2003-09-18 12:45 a.m.
Friday afternoon, the heat is like a heavy burden that you almost get used to carrying around...but only almost. We are at C. and Sons outside of Willits. I am in Dave's RV; Dave sleeps on the grass near the gardens.
We slept in the RV last night, parked in a residential area that was completely uninteresting except for the abundance of stop signs—they were everywhere, like flies on a rotting whale in the summer. I love sleeping in an RV. I feel so alive and free—all the feelings of traveling.
An unexpected alarm jarred us from sleep at 8:30 AM—a Willits police officer banged his fist against our door. We ignored it for a while, but finally Dave opened to the door to see what they wanted. The nice man informed us that there was no camping allowed in the city limits. I looked around and saw no tents or poison oak or dirt or mosquitoes or any of the horrible things that define camping for me. All I saw was a refrigerator, an oven, cupboards, and wall tapestries. As far as I could see, we were not camping. Thank fucking god, too. I don't mind nature. I rather like it. I just don't want to touch it, that's all. But of course the police officer didn't mean that sort of camping. He meant that people who were not paying rent to someone who pays taxes which trickle into his pocket are disallowed from habitation within city limits. This is a rule mostly used to make homelessness illegal. But, today they decided that they would extend the law to also cover us. How generous!
I seem to remember going to buy some deoderant and diet cola at Ray's Food Place, AKA the grocery store with the stupid name. They didn't have bagels, though. I should have known that a store with such a stupid name would have had many fatal flaws. We went to Safeway—a much better name for a grocery store—and found what we needed, then promptly fell asleep again in their expansive, cop–free parking lot.
So, after a few hours of sleeping to the sweet–sounding song of people putting huge sacks overflowing with steak and margarine and frozen dinners and Home Run Pies in their overgrown pickup trucks we figured it was time to get out of dodge.
We didn't go straight to C. and Sons, as Dave wanted to go check out this swimming hole on the river. Our friends had been telling us about it for a few years, yet we had never been.
It was a perfect, rural swimming hole—a caricature of America: clear, beautiful water, a rope swing, water worn flat rocks lining the shores. Beer cans, bottles, and used condoms peered out from between the rocks. True to the American theme, someone was shooting an assault rifle somewhere in the valley—pop pop pop pop pop pop pop went the gun.

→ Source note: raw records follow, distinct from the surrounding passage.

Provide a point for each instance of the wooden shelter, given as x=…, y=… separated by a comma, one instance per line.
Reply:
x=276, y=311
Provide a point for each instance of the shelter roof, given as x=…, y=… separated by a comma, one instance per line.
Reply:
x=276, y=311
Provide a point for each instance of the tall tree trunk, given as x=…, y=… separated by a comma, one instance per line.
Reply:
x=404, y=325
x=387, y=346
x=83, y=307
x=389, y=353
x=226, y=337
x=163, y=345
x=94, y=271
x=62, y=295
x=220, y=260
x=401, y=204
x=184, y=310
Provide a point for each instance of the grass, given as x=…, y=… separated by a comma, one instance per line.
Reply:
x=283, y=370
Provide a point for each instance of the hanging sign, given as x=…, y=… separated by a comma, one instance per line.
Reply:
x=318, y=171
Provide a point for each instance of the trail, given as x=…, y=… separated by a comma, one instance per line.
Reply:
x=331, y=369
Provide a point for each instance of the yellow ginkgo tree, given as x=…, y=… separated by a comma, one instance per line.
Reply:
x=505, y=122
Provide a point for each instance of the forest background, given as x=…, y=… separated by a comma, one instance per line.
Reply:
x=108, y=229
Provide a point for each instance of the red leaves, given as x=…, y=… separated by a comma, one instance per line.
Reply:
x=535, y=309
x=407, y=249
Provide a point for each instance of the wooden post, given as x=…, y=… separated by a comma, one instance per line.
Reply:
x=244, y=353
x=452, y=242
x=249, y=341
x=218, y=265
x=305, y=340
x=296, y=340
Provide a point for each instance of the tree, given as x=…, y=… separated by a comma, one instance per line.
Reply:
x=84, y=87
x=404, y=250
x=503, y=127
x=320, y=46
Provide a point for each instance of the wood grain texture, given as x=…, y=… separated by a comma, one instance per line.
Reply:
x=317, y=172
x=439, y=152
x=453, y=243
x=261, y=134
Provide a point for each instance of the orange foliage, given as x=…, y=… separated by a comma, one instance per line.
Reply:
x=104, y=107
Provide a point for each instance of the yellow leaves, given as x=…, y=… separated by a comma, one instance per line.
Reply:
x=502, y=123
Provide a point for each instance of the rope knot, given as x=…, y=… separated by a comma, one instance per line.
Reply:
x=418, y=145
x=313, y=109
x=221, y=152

The water was cold enough to be invigorating, but luckily not quite cold enough to shrink my testicles to near–invisibility. But from the looks of them they were definitely considering a retreat up towards my throat as an appealing option.
We swam only far enough to get to a rock to get out of the water and sit on, where we talked about relationships. Well, not so much relationships in general as much as the specific one which I used to have, until nine days ago when it ended without my consent. I feel safe talking with Dave, as he is calm and accepting, yet he will not hesitate to call me on my crap and force me to take responsibility for that which is my problem. Nobody else does that like he does, and I am lucky to have a friend like that.
Our next stop was C. and Sons. Imagine the magical collision of the following elements: gardens, wood–fired hot tubs, fountains, animals, flowers, fires, statues, grass fields, kiwi plants, ponds, and an abundance of gentle people. Seriously, it's like heaven, only closer.
Once we leveled the RV, I spent the rest of my day hooping, playing backgammon, swimming, and stuffing my face with more food than that 80's rap band The Fat Boys would eat in a week. That is, if one of them wasn't dead from eating too much food.
And now I will divorce myself from the iBook and head back to the soft, sweet grass for more extreme relaxation!